Thank you for the info. I’ve overwritten the nvcc compilation with:

def tvm_callback_cuda_compile(code):
    """use nvcc to generate fatbin code for better optimization"""
    arch = [
        "-arch=sm_52",
        "-gencode=arch=compute_52,code=sm_52",
        "-gencode=arch=compute_60,code=sm_60",
        "-gencode=arch=compute_61,code=sm_61",
        "-gencode=arch=compute_70,code=sm_70",
        "-gencode=arch=compute_75,code=sm_75",
        "-gencode=arch=compute_80,code=sm_80",
        "-gencode=arch=compute_86,code=sm_86",
        "-gencode=arch=compute_86,code=compute_86",
    ]
    ptx = compile_cuda(code, target_format="fatbin", arch=arch)
    return ptx


tvm._ffi.register_func(
    "tvm_callback_cuda_compile", tvm_callback_cuda_compile, override=True
)

This targets GTX 7XX to RTX 3XXX. I’ve tuned my model for the GTX 2080Ti with and without overwriting the tvm_callback_cuda_compile and I didn’t measure a meaningful difference (the multi architecture build was even 2% faster on average). The performance of this tuned model is about 10% slower than the pytorch equivalent but I only tuned it with num_measure_trials=2000 to save some time so it is possible that given more time it would improve more.

I then exported it as a library and ran it on a GTX 3080. Here it ran 50% slower than on the GTX 2080Ti and about 10x slower than the same model in pytorch. I tried compiling the model with tvm using the tuning logs from the GTX 2080Ti for just the GTX 3080 (without overwriting tvm_callback_cuda_compile). This was also about x10 slower than the pytorch model.
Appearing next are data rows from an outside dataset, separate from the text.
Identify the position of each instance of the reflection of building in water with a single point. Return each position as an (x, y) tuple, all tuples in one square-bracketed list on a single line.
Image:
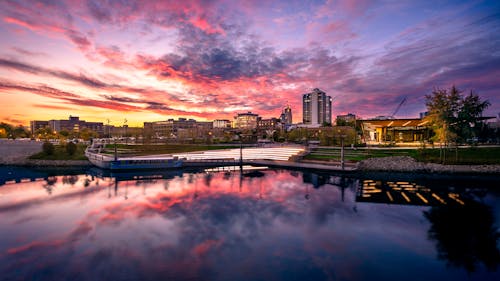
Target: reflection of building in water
[(316, 180), (406, 193)]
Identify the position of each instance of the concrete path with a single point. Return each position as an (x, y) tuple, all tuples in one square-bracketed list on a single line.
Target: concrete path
[(300, 165)]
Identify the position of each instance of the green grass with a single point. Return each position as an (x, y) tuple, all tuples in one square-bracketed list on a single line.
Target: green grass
[(124, 149), (476, 156), (61, 154)]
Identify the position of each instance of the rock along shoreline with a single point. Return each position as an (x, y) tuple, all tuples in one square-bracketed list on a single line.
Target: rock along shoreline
[(401, 164), (406, 164)]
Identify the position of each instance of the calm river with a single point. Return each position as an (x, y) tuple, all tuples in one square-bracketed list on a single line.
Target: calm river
[(267, 224)]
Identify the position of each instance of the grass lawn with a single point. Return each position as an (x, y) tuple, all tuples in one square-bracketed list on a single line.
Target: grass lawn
[(146, 149), (61, 154), (473, 155)]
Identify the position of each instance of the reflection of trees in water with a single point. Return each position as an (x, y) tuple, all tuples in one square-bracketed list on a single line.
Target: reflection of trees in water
[(465, 235), (49, 186), (70, 179)]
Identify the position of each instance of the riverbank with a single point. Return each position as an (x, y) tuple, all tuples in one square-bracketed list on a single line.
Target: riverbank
[(17, 153), (405, 164)]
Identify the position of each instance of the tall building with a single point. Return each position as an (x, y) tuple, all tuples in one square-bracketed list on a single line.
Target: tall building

I again couldn’t find a meaningful difference between the model compiled for just the GTX 3080 and the model compiled for multiple gpu architectures.

This seems to suggest that compiling for multiple GPUs doesn’t degrade performance. However, to make sure that a binary works well on different GPUs, it should also be tuned for these GPUs.

I believe a way to achieve this could be to measure the performance on multiple GPUs during the evolutionary search. I also believe it’s likely that the compiled model will also perform reasonably well on GPUs that weren’t included in the measurements since the resulting binary should be more GPU agnostic.

It could also be interesting to see how other libraries like cuDNN achieve good performance on a variety of GPUs. Maybe we can introduce some new mutations inspired by their approach. I’m not very familiar with this domain but would be interested in looking into this.

simonRelu · February 1, 2023, 8:43am

Hey I was wondering how I would best optimise a model for multiple GPUs. Is it possible to measure on multiple different GPUs, take the average, and use that as score in the evolutionary search?

Hzfengsy · February 1, 2023, 11:19am

There is no such mechanism. I recommend you tune on each target device and build different modules for different devices. If you still want only one module for multiple GPUs, vendor-provided libraries (cublas, cudnn) are good choices.